XML application integration

XML is typically used in two different kinds of contexts:

  • It was originally designed to describe large and complex documents in a structured way. XML is a pragmatic evolution of SGML which had proven to be very cumbersome to use in practice.
  • It is more and more used as a neutral language to describe data structures passed among processes in distributed environments. XML then provides a more flexible and neutral communication medium than binary solutions such as RPC (Remote Procedure Call) and CORBA.

The former described context basically requires validators, XML databases, XML query languages, and XML transformers, which can be in the form of style sheets. Basically, the issue is just to store, retrieve and possibly restructure XML documents.

The latter just needs parsers (to convert an XML stream to some form of usable data structure) and unparsers (to perform the opposite translation), but it puts more stress on performance, since it must compare with statically compiled schemes based on RPCs.

Generic XML parsers are now available. As depicted in the figure below, applications commonly use them to take an incoming XML message and turn it into a generic tree structure (Such a tree is typically built according to the DOM standard, defined by the W3C.) Depending on the application, the incoming message can then be validated using a DTD or not.


The generic tree is then used by the application to fetch useful information using runtime table lookups in attributes, and tree walkthrough primitives.

XMLBooster takes a radically different approach:

  • One first describes the set of acceptable XML messages using an ad hoc formalism. This formalism, hereafter referred to as the meta-definition, can, in first approximation, be seen as a DTD extended to describe a data structure that will receive the various parts of the message in addition to the structure describing of the message itself.
  • Using this meta-definition as input, XMLBooster produces an XML parser as a module in one of the programming languages it supports. This module is generated in source form, and can be used on any platform where a working compiler for the target language is available.
  • The application programmer can then call this module, which will return an error message if the input does not comply with the message format described in the meta-definition, or a fully initialized data structure in the host language if the input has been analyzed successfully.

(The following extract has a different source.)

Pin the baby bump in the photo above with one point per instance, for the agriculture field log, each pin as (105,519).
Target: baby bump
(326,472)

This approach delivers better performance, by not having to take the full generality of XML into account and by only recognizing the set of constructs required by the application at hand. The performance of the server application (assuming of course that an application that must be able to receive XML messages and react upon them can somehow be seen as a server) is also greatly improved by not requiring dynamic lookups to extract information any longer: that part of the job is taken care of by the parser on the fly while processing the incoming XML message.


Building a usable data structure in the host language goes far beyond the sole performance issues : accessing the XML generic tree using dynamic searches based on string comparisons is cumbersome and error prone. Most errors are not caught at compile-time and systems must be debugged extensively before a decent level of quality can be guaranteed.

Replacing these dynamic lookups by statically defined data structures makes such dynamic mistakes totally impossible, making the task of the programmer much easier and improving the overall quality of her (or his) work.

This approach is much faster than the generic XML parser approach (see our benchmarks).